Why I’m Voting Labour In The UK Elections (And I Hope You Will Too).

There is much vitriol and misinformation around the 2017 United Kingdom election. Social media is a self-referential echo chamber and the mainstream media have shown a lack of balance — so here’s my take on it.

Image courtesy Elliott Stallion

So being realistic, only Labour and the Tories have any chance of getting in — so I’ll limit my comments to those. You’ll soon see that I’m intending to vote Labour — regardless, I’ve tried to read a balanced set of articles and question everything.

Brexit aside, this election is about investment in people

Both the Tories and Labour are committing themselves to going ahead with Brexit negotiations without an option of a second referendum — so we can skip over that and focus on the fact that many of our social systems are struggling. Not only that, but the situation is getting worse mainly because those currently pulling the strings (the Tories) haven’t/aren’t prioritising them.

Schools have had the biggest per-pupil drop in budget for decades. There’s talk of teachers taking collections at the school gates. The NUT have taken the manifesto pledges and tried to calculate what this means for each school — by the end of the next parliament (2022) my local school (which I hope my kids will be at) will lose one teacher and £602 per pupil under the Tories but under Labour will gain a teacher and £57 per pupil.

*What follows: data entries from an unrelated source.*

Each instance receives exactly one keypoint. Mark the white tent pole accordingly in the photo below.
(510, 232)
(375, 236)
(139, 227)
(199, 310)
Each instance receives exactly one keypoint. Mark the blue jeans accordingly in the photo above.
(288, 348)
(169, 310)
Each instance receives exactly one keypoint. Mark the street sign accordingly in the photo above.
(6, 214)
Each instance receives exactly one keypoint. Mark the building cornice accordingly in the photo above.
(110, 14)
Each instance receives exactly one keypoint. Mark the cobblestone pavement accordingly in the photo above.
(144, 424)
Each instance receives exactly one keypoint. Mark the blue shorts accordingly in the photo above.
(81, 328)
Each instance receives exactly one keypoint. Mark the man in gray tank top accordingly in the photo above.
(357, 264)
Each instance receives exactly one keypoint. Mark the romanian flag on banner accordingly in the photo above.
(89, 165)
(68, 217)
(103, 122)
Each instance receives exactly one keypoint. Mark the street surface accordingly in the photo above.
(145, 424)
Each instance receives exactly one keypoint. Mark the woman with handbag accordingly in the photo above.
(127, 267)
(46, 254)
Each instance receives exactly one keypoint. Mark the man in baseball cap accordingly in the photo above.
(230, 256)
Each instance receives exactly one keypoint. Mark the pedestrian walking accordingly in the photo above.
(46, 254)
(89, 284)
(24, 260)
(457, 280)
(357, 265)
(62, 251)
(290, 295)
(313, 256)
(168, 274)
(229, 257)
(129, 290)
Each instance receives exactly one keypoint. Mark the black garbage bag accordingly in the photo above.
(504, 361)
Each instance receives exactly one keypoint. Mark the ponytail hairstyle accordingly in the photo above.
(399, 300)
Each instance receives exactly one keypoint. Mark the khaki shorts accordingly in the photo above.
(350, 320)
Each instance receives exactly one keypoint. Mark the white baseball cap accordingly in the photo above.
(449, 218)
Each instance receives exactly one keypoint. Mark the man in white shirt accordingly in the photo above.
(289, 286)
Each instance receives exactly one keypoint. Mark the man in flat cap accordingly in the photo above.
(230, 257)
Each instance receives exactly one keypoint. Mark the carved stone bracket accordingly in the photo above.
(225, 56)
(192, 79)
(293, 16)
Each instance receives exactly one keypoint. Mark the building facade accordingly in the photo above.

“The very young, the poor and those with special needs and disabilities will be worst affected” — National Union of Teachers

The NHS is in crisis — Theresa May claims they are receiving record funding, but against a national health crisis (‘lifestyle’ diseases such as obesity) and an aging population, increase in budget last year was 1.1%. Over the 59 years since the NHS was founded, the average YOY increase has been 4% — so funding is rising at the lowest rate ever during the highest demand ever seen.

When Theresa May says that “the UK has not done enough to curb terrorism”, she seems to forget that before becoming Prime Minister last year, she spent six years as Home Secretary and was therefore in charge of our security framework. In that time, she cut the police force by 20,000 (including cutting 1,300 of 7,000 armed offices), and has also cut PCSO’s who are at the forefront of gathering community intelligence. There’s a pledge in the Tory manifesto to maintain the strength of the armed forces (and May has attacked Corbyn for his previous questioning of the rationale behind the military), but already The Times is reporting that the Tories are planning to cut 20% of the army as soon as they get another term.

Austerity or spend to stimulate growth?

So there are three pillars of society — the NHS, education and security — which are facing continued financial stresses. Obviously, we’ve had a recession and times are tough and this is probably the biggest difference between the two parties — the Tories want to cut money to weather the storm, Labour wants to spend to generate growth. The Tories have cut corporation tax from 28% in 2010 (which was already one of the lowest rates in Europe) to 20%. Labour want to raise this to 26% (which would still be a steal in all of Europe). Admittedly, corporation tax is harder to collect than either VAT or income tax (which are both taxes on the population rather than on business).

Now Labour fully costed their manifesto, and raising corporation tax to 26% (still lower than it was in 2010 mind!) would pay for a large amount of the budget increases needed by the NHS, education (including abolishing tuition fees) and policing. The Tory manifesto wasn’t even costed. The Labour economic plan has been backed in a letter by 120 leading economists.

Personal attacks, media bias & “fake news”

But on top of all this, what really speaks volumes to me is the nastiness of the Tory campaign. Having said she wouldn’t call a snap election, May not only called a snap election but has flat-out refused to debate any of the other parties which is massively arrogant. The Tory campaign has revolved solely around ‘Jeremy Corbyn is weak’ rather than actual policies. The mainstream media (including the BBC) have been incredibly biased against Labour — the Independent found that 75% of press coverage misrepresented Jeremy Corbyn.

“Corbyn’s voice is often absent in the reporting on him, and when it is present it is often presented in a highly distorted way” — Independent Press Standards Organization

When our media is owned by a small group of billionaires (Murdoch, the Barclay brothers), it’s easy to see why they may favour a party who will continue to ask for less tax from their interests.

May and the media have consistently painted Corbyn as a danger to the nation, with links to the IRA, Hamas and Hezbollah. Yes, he held talks with the IRA during the 1980s, but at the same time as the Thatcher government were holding talks. Corbyn openly invited Hamas and Hezbollah to talks but you can’t reach a peace agreement without discussing the terms.

Where May has shown arrogance, ignorance and maliciousness, Corbyn has shown himself to genuinely want improvements for all.